The man suspected of Norway's gun and bomb massacre had belonged to an anti-immigration party and opposed multi-culturalism, Islam and the "cultural Marxists" of the establishment, web postings, acquaintances and officials said Saturday.
Anders Behring Breivik was accused of gunning down 85 people at a youth camp and killing another seven in a bomb attack on Friday.
"Before we can start our crusade we must do our duty by decimating cultural marxism," said a caption under a video called "Knights Templar 2083" on the YouTube website.
At the end of the approximately 12 minute clip, several images appear of Breivik, including one of him in a Navy Seal type scuba diving outfit pointing an automatic weapon.
Two pictures also appeared earlier on a Facebook page created on July 17. The video was uploaded to YouTube on July 22, the day of the attacks.
A Norwegian discussion website provided a link to an 1,500 page electronic book by an individual called Andrew Berwick, who also uploaded the video. In the book, Berwick is revealed as Anders Behring Breivik.
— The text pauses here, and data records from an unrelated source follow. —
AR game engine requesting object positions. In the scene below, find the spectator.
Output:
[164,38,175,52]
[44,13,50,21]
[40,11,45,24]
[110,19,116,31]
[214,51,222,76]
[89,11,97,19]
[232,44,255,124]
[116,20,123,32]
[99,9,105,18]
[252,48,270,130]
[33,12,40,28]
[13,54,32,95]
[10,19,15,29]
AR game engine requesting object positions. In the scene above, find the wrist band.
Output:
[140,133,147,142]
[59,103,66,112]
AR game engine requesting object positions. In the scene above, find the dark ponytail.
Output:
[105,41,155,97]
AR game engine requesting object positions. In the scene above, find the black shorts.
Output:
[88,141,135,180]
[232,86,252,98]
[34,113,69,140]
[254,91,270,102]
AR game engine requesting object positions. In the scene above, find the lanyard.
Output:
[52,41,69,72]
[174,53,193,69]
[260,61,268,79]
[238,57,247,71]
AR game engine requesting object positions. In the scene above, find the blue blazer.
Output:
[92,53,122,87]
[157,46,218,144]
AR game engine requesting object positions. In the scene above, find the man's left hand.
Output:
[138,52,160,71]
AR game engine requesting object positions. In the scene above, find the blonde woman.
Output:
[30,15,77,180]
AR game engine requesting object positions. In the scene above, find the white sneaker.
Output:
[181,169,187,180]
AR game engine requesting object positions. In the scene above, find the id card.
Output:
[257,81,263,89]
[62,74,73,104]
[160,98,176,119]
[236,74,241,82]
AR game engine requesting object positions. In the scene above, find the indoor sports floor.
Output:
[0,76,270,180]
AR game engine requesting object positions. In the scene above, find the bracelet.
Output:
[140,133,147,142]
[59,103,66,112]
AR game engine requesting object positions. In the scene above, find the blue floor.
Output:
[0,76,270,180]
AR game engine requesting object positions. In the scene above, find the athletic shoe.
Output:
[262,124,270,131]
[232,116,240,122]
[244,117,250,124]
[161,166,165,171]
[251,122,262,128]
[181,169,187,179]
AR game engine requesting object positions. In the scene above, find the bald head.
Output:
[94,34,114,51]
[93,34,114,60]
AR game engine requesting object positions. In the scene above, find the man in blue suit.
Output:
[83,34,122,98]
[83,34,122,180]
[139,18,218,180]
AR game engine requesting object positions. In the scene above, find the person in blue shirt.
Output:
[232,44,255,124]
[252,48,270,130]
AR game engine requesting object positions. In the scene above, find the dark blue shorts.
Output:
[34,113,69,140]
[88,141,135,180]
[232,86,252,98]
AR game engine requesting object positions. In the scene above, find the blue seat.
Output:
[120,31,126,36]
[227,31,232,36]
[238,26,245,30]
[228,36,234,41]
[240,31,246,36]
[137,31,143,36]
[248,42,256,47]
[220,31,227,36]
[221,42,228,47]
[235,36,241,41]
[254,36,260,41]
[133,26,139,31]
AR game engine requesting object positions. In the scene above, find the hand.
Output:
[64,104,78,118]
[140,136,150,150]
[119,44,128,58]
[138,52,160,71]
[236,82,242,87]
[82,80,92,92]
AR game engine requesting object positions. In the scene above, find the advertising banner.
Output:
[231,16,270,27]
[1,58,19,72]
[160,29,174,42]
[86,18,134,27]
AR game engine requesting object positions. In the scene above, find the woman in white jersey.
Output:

It could not be verified who posted the video or who wrote the book.
Finnish newspaper Helsingin Sanomat on its website reported that at least one Finnish politician, a member of the populist True Finns, received the e-mail manifesto Friday afternoon.
"Once you decide to strike, it is better to kill too many than not enough, or you risk reducing the desired ideological impact of the strike," the book said.
Norway has traditionally been open to immigration, which has been criticized by the Progress Party, of which Breivik was for a short time a member. The Labor Party, whose youth camp Breivik attacked, has long been in favor of immigration.
In the book, there is a direct reference to the summer camp where he writes about infiltrating the youth camp of a ruling party and assassinating the party leader.
The video and book are in contrast to the more measured tones used by Breivik in 2009 and 2010 in comments on blogs on a Norwegian website critical of Islam, www.documents.no.
"What most people still do not understand is that the ongoing Islamicisation of Europe cannot be stopped before one gets to grips with the political doctrine which it make possible (and the individuals which front these doctrines)," he wrote in October 2009.
Another entry dated February 16 last year said: "According to two studies, 13 percent of young British Muslims aged between 15 and 25 support al Qaeda ideology."
He does not advocate violence in any of the comments.
Breivik wrote he was a backer of the "Vienna School of Thought," which was against multi-culturalism and the spread of Islam. He also wrote he admired Geert Wilders, the populist anti-Islam Dutch politician, for following that school.
The Vienna reference seems to concern the halt of the Ottoman Turkish invasion at Vienna in 1683.
Wilders said in a statement on Saturday: "I despise everything he stands for and everything he did."
QUIET AT SCHOOL
Breivik was a freemason, said a spokesman for the organization. Freemasons meet in secretive fraternal groups in many parts of the world.
The suspected killer was also a member of the Oslo gun club and was fond of weightlifting. Police said Breivik carried a pistol and an automatic weapon during the attack, adding he had never before come to the attention of the police.
"He was rather introverted at school, even though he was a good student," said Michael Tomola, who knew Breivik from the age of 13 to 16 at the school they went to in an Oslo suburb.
"I'm very surprised by this (attack). I had a good impression, although he became very engaged in subjects he cared for. He got very extreme about things he cared for," Tomola told Reuters.
The Facebook page set up last week included a variety of interests such as hunting and political and stock analysis.
His tastes in music included classical and trance, a hypnotic form of dance music.
The profile veered between references to political philosophers and gory popular films, TV shows and video games.
Nina Hjerpset-Ostlie, a contributing journalist to the website, said she had met Breivik at a meeting in late 2009.
"The only thing we noticed about him is that he seemed like anyone else and that he had some very high-flying, unrealistic, ideas about marketing of our website," she told Reuters.
Police searched an apartment in an Oslo suburb Friday, which neighbors said belonged to Breivik's mother.
"It is the mother who lives there. She is a very polite lady, pleasant and very friendly," said Hemet Noaman, 27, an accounting consultant who lives in the same building in the upmarket part of the capital.
"He often came to visit his mother but did not live here."
Breivik, who attended a middle class high school called Handelsgym in Oslo, had also been a member of the Progress Party, the second-largest in parliament. He was a member from 2004-2006 and in its youth party from 1997-2006/2007.
The Progress Party wants far tighter restrictions on immigration, whereas the center-left government backs multi-culturalism. The party leads some public opinion polls.
A politician who met Breivik in 2002-2003, when he was interested in Oslo politics, said he did not attract attention.
"I got the impression that he was a modest person ... he was well dressed, it seemed like he was well educated," Joeran Kallmyr, 33, an Oslo municipality politician representing the Progress Party, told Reuters.
Progress leader Siv Jensen stressed Breivik had left the party and that she regretted he had been a member.